Combine that with my family liking my asshole bully of a brother more than they like me…feeling flawed and unloveable makes sense. But knowing where this comes from doesn’t change the feeling.
Running Up That Hill
If you know the song at all, the headings in this blog mostly make sense; even if you don’t, you might have guessed they are lyrics from Placebo’s Pure Morning, except for the two from Running Up That Hill (which is a cover of the Kate Bush song from the 80s). It’s my second favorite Placebo song.
There are many covers of this song, but I prefer Placebo’s. I always felt it captured me well.

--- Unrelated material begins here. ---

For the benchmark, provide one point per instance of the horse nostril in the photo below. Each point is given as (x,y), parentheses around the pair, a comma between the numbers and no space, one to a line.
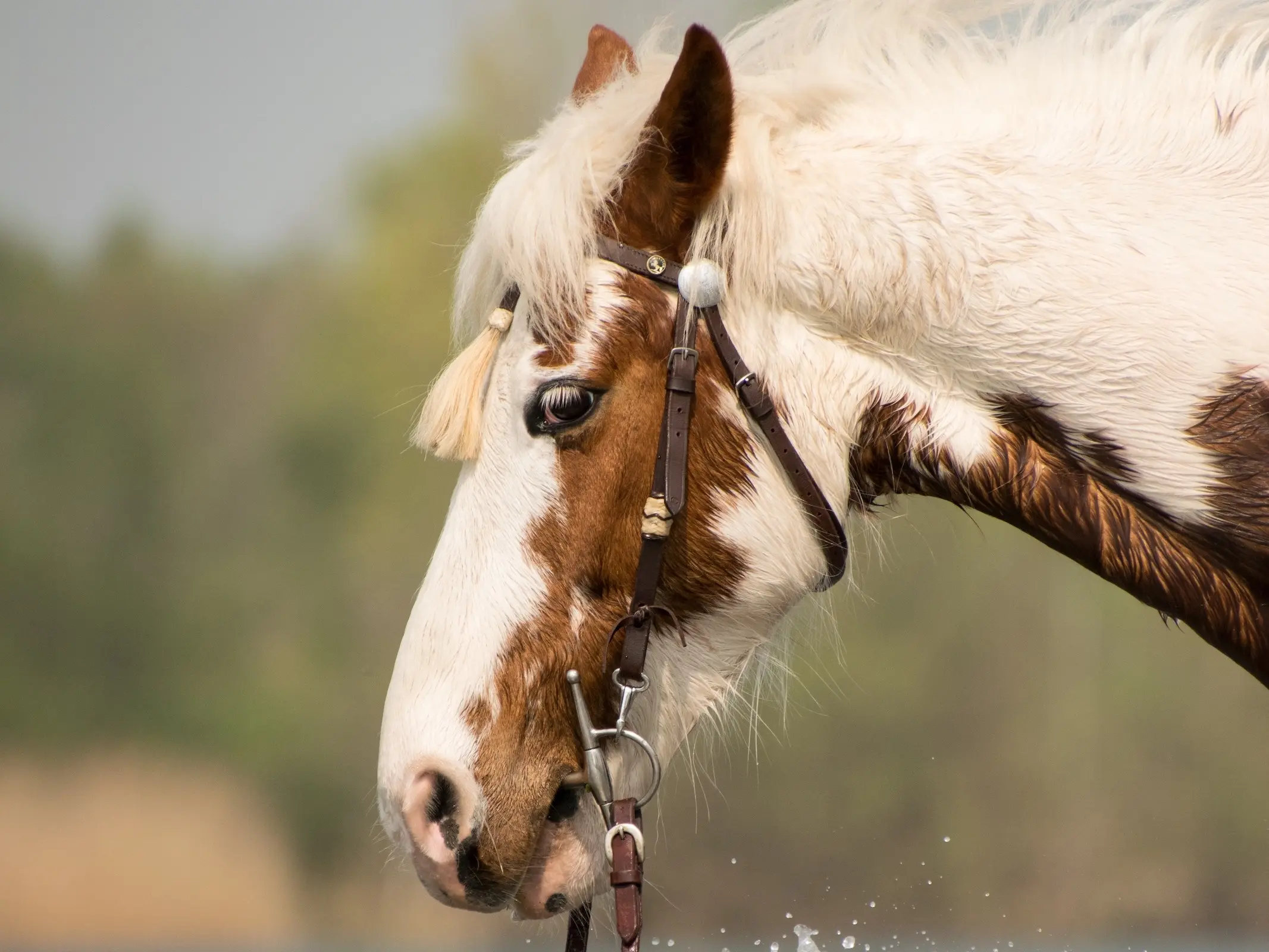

How often I wish I could make a deal to take the burdens off others. Even the passing of a dear friend who very suddenly succumbed to cancer, leaving her two wonderful daughters. I wasn’t going to have children. I’ve always known that. So it was in the days of her decline that Running Up That Hill was playing a loop, and were it possible, I would have swapped our places.
It seems a thing for a rook to do, swap places. Take the hit for someone else. But that’s not a gift given to me, not this time around.
That’s the mentality of the spare child, I suppose. I’m only important if something happened to the heir apparent. But I wasn’t kept safe and secure in case of that eventuality. No, I’m one of the heir’s protectors and need to be willing to sacrifice my life to preserve his, because the first is better by the simple truth that they are first.
So that is why the lyrics of both songs found their way into this post. I was surprised by how well they fit with the content in each section.
If you were wondering, Placebo did not play Pure Morning. But they finished the encore with Running Up That Hill. And it was beautiful.